To his Coy Mistress

Submitted by Anon on 10 December, 2005 - 11:53

Had we but World enough, and Time,

This coyness Lady were no crime.

We would sit down, and think which way

To walk, and pass our long Loves Day.

Thou by the Indian Ganges side

Should’st Rubies find: I by the Tide

Of Humber would complain. I would

Love you ten years before the Flood:

And you should if you please refuse

Till the Conversion of the Jews.

My vegetable Love should grow

Vaster then Empires, and more slow.

An hundred years should go to praise

Thine Eyes, and on thy Forehead Gaze.

Two hundred to adore each Breast.

But thirty thousand to the rest.

An Age at least to every part,

And the last Age should show your Heart.

For Lady you deserve this State;

Nor would I love at lower rate.

But at my back I always hear

Times winged Chariot hurrying near:

And yonder all before us lie

Deserts of vast Eternity.

Thy Beauty shall no more be found;

Nor, in thy marble Vault, shall sound

My echoing Song: then Worms shall try

That long preserv’d Virginity:

And your quaint Honour turn to dust;

And into ashes all my Lust.

The Grave’s a fine and private place,

But none I think do there embrace.

Now therefore, while the youthful hew

Sits on thy skin like morning dew,

And while thy willing Soul transpires

At every pore with instant Fires,

Now let us sport us while we may;

And now, like am’rous birds of prey,

Rather at once our Time devour,

Than languish in his slow-chapt pow’r.

Let us roll all our Strength, and all

Our sweetness, up into one Ball.

And tear our Pleasures with rough strife,

Thorough the Iron gates of Life.

Thus, though we cannot make our Sun

Stand still, yet we will make him run.

Andrew Marvell, from Miscellaneous Poems (1681)
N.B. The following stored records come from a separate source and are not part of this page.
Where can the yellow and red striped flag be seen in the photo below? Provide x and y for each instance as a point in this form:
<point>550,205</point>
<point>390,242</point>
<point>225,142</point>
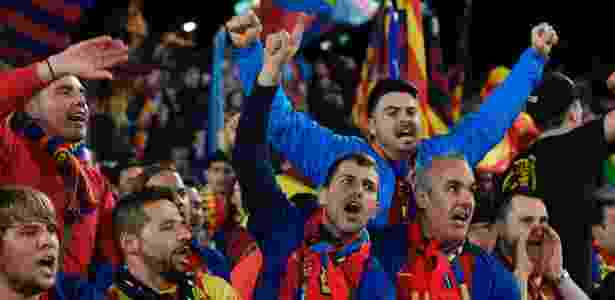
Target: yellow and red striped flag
<point>396,49</point>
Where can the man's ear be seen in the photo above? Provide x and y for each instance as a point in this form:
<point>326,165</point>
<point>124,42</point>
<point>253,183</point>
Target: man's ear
<point>323,196</point>
<point>129,243</point>
<point>422,199</point>
<point>598,232</point>
<point>371,126</point>
<point>374,209</point>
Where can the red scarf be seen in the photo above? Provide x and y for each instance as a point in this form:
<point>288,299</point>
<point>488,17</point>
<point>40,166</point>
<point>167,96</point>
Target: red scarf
<point>309,277</point>
<point>428,274</point>
<point>538,288</point>
<point>71,160</point>
<point>403,207</point>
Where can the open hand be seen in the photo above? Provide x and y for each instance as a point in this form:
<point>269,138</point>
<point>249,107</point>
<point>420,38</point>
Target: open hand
<point>90,59</point>
<point>544,37</point>
<point>244,30</point>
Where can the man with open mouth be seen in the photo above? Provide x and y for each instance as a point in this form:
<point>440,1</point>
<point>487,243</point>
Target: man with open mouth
<point>322,249</point>
<point>528,247</point>
<point>30,248</point>
<point>393,114</point>
<point>44,117</point>
<point>154,239</point>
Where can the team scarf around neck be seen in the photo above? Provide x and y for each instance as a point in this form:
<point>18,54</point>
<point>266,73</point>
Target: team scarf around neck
<point>606,262</point>
<point>189,286</point>
<point>69,159</point>
<point>428,274</point>
<point>321,269</point>
<point>403,206</point>
<point>538,288</point>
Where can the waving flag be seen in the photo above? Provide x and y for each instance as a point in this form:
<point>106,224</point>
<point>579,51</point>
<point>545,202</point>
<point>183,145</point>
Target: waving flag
<point>396,49</point>
<point>353,12</point>
<point>517,138</point>
<point>34,29</point>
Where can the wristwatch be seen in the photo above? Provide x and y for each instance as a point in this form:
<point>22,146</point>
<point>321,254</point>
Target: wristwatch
<point>562,276</point>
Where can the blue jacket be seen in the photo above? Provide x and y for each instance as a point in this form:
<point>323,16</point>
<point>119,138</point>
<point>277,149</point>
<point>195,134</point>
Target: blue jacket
<point>215,261</point>
<point>490,279</point>
<point>276,224</point>
<point>312,148</point>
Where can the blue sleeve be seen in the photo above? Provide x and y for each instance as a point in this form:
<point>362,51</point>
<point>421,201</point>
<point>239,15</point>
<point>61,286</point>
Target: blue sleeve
<point>250,62</point>
<point>271,214</point>
<point>505,285</point>
<point>103,274</point>
<point>478,132</point>
<point>309,147</point>
<point>68,287</point>
<point>390,248</point>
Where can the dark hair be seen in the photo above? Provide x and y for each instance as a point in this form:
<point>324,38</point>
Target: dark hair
<point>385,86</point>
<point>505,203</point>
<point>129,215</point>
<point>24,204</point>
<point>552,99</point>
<point>601,199</point>
<point>219,155</point>
<point>361,159</point>
<point>150,171</point>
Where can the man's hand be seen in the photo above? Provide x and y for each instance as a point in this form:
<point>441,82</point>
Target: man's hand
<point>544,37</point>
<point>89,59</point>
<point>523,264</point>
<point>279,50</point>
<point>244,30</point>
<point>551,263</point>
<point>277,53</point>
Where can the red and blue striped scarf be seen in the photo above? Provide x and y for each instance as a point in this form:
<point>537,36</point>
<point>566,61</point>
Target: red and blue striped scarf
<point>69,158</point>
<point>320,269</point>
<point>428,274</point>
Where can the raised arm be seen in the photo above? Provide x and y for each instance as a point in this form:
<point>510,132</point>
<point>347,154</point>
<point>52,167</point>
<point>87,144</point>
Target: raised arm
<point>88,59</point>
<point>477,133</point>
<point>268,206</point>
<point>310,147</point>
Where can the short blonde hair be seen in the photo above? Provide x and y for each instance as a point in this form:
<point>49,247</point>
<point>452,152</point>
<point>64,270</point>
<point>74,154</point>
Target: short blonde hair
<point>24,204</point>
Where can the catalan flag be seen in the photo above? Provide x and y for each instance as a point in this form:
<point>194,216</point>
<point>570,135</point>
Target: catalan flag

This poem is a variation on the theme of the instruction to enjoy life while young in the wish that time would slow down. But it comes with a twist. Here the speaker directs his words not to a general reader but to a particular, if fictional, addressee — his “coy mistress”. It’s like an overhead conversation, or rather an extended monologue as the speaker attempts to get his “mistress” into bed, and none too subtlely.

The speaker expresses a willingness to wait. It is purely hypothetical because his invocation of the grave seeks to highlight the futility of waiting. He is not being very pleasant — the image of being raped by worms is particularly nasty, while “quaint” is a vulgar pun — it was used until 1600 to refer to the female genitals.

And the poem gags its addressee. The “mistress” is given no opportunity to speak, whether to voice her objections to her suitor or to voice dissent from the scene he constructs. The male voice is allowed to present a scene in which, so he says, his addressee wants to fuck him, but just not yet. Even the word “coy” carries with it the suggestion that shyness might be displayed rather than genuine.

In the final section, the poem’s addressee has no choice but to be subsumed into the plural subject “we”. The poem accomplishes verbally what can otherwise only be assumed: the two distinct subjects are brought together, presented as if their actions, desires, wishes are the same. The “mistress” has been reduced to being a silent object of the speaker’s desire.

However, the subject of the poem, the “coy mistress” has, after all, refused to do just that. And good for her!